Pensioengerechtigden
Over dit artikel is de afgelopen periode in Nederland veel discussie geweest. Als hoofdregel voor bovengenoemde inkomsten zijn Nederland en Duitsland een woonstaatheffing overeengekomen. Aan de bronstaat komt echter een heffingsrecht toe indien het totaal aan bruto bedrijfspensioen-, lijfrente- en sociale zekerheidsbetalingen (AOW) die een inwoner van het ene land ontvangt uit het andere land méér bedraagt dan € 15.000. Of een pensioen of lijfrente uit een ander land afkomstig is wordt bepaald door het feit of het pensioen of de lijfrente in aanmerking is gekomen voor fiscale faciliëring. Overheidspensioenen tellen niet mee voor het bepalen van de € 15.000 grens en mogen worden belast door de staat van wie ze afkomstig zijn.
De rechtvaardiging voor de bronstaatheffing is het feit dat de pensioengerechtigde met toepassing van de omkeerregel uitstel van belastingheffing heeft gekregen over het opgebouwde pensioen inclusief het rendement hierover. Voor bijvoorbeeld in Duitsland wonende gepensioneerde Nederlandse ambtenaren kan het nieuwe verdrag een belastingnadeel opleveren. Doordat het heffingsrecht over overheidspensioen aan Nederland en de AOW uitkering aan Duitsland is toegewezen voldoet deze gepensioneerde niet meer aan de vereisten van de regeling voor kwalificerende buitenlands belastingplichtigen. Consequentie hiervan kan zijn dat de gepensioneerde de hypotheekrenteaftrek verliest.

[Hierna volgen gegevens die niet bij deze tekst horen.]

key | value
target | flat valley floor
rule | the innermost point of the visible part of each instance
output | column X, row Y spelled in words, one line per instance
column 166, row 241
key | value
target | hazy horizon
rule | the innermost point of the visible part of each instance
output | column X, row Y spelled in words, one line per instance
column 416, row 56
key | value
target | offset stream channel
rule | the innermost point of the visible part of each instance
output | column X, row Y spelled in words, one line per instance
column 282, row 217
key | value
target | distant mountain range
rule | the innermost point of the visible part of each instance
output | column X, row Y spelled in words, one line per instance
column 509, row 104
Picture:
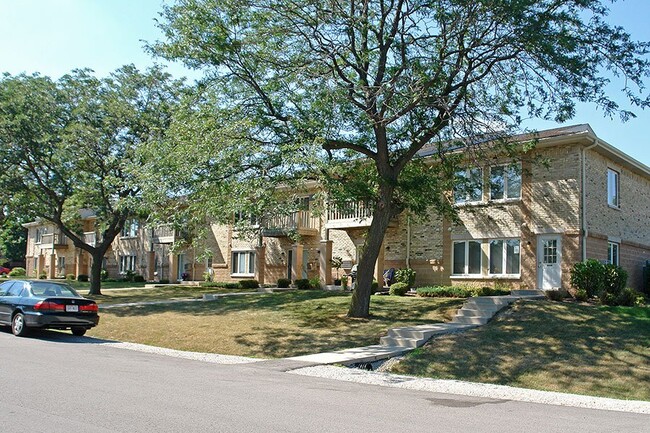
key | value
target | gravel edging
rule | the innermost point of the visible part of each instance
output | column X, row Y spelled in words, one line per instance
column 482, row 390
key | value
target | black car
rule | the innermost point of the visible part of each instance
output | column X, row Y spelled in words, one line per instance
column 45, row 305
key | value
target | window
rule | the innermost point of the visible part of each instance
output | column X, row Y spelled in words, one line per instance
column 243, row 263
column 613, row 253
column 504, row 257
column 613, row 188
column 467, row 258
column 505, row 182
column 469, row 186
column 127, row 263
column 130, row 229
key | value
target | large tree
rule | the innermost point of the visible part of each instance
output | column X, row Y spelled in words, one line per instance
column 69, row 147
column 370, row 83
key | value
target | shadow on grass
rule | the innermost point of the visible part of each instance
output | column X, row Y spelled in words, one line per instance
column 548, row 345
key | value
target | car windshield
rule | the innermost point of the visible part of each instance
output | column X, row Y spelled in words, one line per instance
column 49, row 289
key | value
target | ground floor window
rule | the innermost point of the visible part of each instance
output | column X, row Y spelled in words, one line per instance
column 504, row 257
column 613, row 253
column 467, row 258
column 243, row 263
column 127, row 263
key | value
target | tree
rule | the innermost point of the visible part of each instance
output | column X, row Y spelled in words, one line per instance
column 70, row 147
column 372, row 83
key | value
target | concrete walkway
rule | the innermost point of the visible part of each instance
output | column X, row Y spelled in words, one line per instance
column 475, row 312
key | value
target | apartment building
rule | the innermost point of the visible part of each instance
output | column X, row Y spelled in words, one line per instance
column 521, row 224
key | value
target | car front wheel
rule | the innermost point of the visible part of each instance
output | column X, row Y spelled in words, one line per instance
column 78, row 331
column 18, row 326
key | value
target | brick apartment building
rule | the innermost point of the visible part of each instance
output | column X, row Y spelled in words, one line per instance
column 522, row 225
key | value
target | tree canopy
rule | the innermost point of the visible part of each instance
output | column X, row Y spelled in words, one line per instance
column 369, row 83
column 70, row 147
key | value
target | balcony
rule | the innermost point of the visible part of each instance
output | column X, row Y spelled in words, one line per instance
column 53, row 240
column 352, row 215
column 302, row 222
column 164, row 235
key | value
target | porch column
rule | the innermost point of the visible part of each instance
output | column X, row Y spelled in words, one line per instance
column 379, row 267
column 51, row 271
column 151, row 261
column 325, row 259
column 260, row 264
column 296, row 267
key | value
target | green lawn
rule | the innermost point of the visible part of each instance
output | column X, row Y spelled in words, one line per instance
column 268, row 325
column 602, row 351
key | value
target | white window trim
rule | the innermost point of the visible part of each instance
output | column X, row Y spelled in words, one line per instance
column 617, row 204
column 467, row 201
column 504, row 259
column 505, row 184
column 250, row 256
column 465, row 274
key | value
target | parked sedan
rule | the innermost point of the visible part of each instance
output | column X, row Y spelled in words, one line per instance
column 46, row 305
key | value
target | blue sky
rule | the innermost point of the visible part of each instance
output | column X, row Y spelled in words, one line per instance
column 55, row 36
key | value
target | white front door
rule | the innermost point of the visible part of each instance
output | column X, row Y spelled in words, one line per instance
column 549, row 262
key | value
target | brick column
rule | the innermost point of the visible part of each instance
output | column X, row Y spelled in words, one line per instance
column 296, row 266
column 325, row 259
column 260, row 264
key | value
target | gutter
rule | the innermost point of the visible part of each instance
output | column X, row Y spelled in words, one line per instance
column 583, row 181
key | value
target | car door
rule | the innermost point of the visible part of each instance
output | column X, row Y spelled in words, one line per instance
column 5, row 307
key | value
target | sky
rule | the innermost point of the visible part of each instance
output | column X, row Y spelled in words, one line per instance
column 53, row 37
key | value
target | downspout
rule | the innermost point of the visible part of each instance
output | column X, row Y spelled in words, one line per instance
column 584, row 230
column 408, row 241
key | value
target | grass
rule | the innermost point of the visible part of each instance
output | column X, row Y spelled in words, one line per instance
column 600, row 351
column 169, row 292
column 268, row 325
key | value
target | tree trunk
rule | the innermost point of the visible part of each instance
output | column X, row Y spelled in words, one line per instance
column 96, row 272
column 383, row 213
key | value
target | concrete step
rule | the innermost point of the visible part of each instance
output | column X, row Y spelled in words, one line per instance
column 402, row 342
column 471, row 320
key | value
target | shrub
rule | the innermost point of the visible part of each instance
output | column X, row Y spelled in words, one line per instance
column 406, row 276
column 443, row 292
column 629, row 298
column 398, row 289
column 580, row 295
column 17, row 272
column 588, row 276
column 249, row 284
column 555, row 295
column 302, row 284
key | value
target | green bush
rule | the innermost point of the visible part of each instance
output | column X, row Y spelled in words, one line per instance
column 580, row 295
column 443, row 292
column 249, row 284
column 588, row 276
column 302, row 284
column 398, row 289
column 406, row 276
column 17, row 272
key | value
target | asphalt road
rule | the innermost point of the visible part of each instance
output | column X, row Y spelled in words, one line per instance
column 54, row 382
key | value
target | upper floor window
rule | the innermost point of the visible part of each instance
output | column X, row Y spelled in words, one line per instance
column 613, row 253
column 468, row 187
column 613, row 188
column 505, row 182
column 130, row 229
column 467, row 258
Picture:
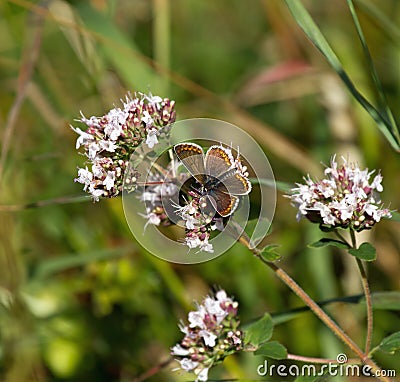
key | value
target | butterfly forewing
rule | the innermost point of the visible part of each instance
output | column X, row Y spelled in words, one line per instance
column 224, row 203
column 218, row 161
column 237, row 184
column 192, row 157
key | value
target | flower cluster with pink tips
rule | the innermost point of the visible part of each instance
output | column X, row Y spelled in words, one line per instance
column 109, row 141
column 211, row 335
column 346, row 198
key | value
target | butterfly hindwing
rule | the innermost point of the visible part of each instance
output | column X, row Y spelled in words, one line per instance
column 218, row 161
column 192, row 157
column 237, row 184
column 224, row 203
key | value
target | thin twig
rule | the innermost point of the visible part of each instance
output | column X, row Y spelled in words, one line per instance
column 43, row 203
column 301, row 358
column 30, row 56
column 283, row 276
column 368, row 298
column 154, row 370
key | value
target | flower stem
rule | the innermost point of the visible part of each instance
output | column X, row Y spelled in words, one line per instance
column 283, row 276
column 301, row 358
column 154, row 370
column 368, row 299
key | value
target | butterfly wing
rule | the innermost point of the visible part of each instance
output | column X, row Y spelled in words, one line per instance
column 224, row 203
column 192, row 157
column 236, row 184
column 219, row 160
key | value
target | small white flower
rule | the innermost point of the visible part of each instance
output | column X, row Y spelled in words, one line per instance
column 193, row 242
column 97, row 170
column 208, row 337
column 196, row 318
column 151, row 139
column 109, row 181
column 202, row 375
column 187, row 364
column 96, row 193
column 153, row 100
column 91, row 122
column 179, row 350
column 376, row 183
column 147, row 119
column 206, row 246
column 108, row 146
column 85, row 177
column 93, row 149
column 83, row 138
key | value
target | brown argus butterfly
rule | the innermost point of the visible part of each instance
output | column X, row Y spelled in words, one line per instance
column 220, row 180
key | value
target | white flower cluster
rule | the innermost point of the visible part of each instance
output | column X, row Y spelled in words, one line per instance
column 110, row 140
column 212, row 335
column 158, row 193
column 198, row 224
column 346, row 198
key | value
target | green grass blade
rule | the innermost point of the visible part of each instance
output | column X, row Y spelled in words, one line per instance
column 120, row 51
column 383, row 101
column 391, row 30
column 312, row 31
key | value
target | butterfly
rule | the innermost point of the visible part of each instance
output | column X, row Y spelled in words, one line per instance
column 216, row 172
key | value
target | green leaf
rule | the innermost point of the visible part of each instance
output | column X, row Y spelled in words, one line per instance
column 310, row 28
column 273, row 350
column 390, row 344
column 269, row 253
column 366, row 252
column 324, row 242
column 396, row 217
column 281, row 186
column 260, row 331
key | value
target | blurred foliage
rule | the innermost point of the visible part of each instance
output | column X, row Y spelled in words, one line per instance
column 79, row 300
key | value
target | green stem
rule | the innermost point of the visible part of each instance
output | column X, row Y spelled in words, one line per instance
column 154, row 370
column 301, row 358
column 368, row 298
column 283, row 276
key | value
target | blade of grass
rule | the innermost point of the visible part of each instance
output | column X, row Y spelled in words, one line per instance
column 307, row 24
column 391, row 30
column 134, row 72
column 161, row 39
column 382, row 98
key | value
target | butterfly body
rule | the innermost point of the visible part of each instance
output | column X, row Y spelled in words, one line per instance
column 219, row 181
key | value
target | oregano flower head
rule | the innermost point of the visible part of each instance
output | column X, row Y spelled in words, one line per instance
column 110, row 140
column 211, row 335
column 347, row 197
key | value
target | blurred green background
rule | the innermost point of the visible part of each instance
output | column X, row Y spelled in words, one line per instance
column 80, row 300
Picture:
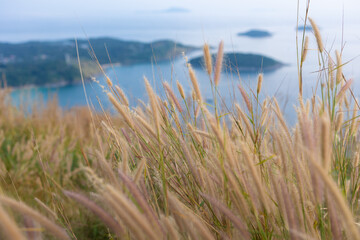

Nederland heeft echter voor inwoners die in Nederland wonen en in Duitsland werken als voor in Duitsland wonende pensioengerechtigden die financieel nadeel ondervinden van het nieuwe verdrag een compensatieregeling in het leven geroepen.
Anti-misbruikregelingen
Overeenkomstig vast Duits verdragsbeleid is Nederland akkoord gegaan met de opname van nationale anti-misbruikregelingen in het verdrag. Relevant hierbij is dat deze regelingen niet in conflict komen met bepalingen uit het belastingverdrag, proportioneel worden toegepast en uitsluitend op duidelijke gevallen van oneigenlijk gebruik gericht moeten zijn.
Wanneer een Nederlandse houdstervennootschap een aandelenbelang heeft van tenminste 10% in een actieve Duitse dochtermaatschappij dan houdt Duitsland zich het recht voor om ondanks de werking van de EU Moeder-Dochterrichtlijn, 5% Duitse dividendbelasting in te houden omdat Duitsland een holdingstructuur als kunstmatig beoordeeld en deze bedoeld is om belasting te ontgaan. Nederland heeft met Duitsland de afspraak gemaakt dat deze anti-misbruikregel niet zal worden toegepast in deelnemingssituaties en ook niet bij een privé (aanmerkelijk belang) aandeelhouder zolang deze maar in Nederland woont.
Afsluitend
Gedurende het jaar 2016 kunnen inwoners van beide landen nog een beroep doen op het oude verdrag als dat voor hen fiscaal voordeliger is.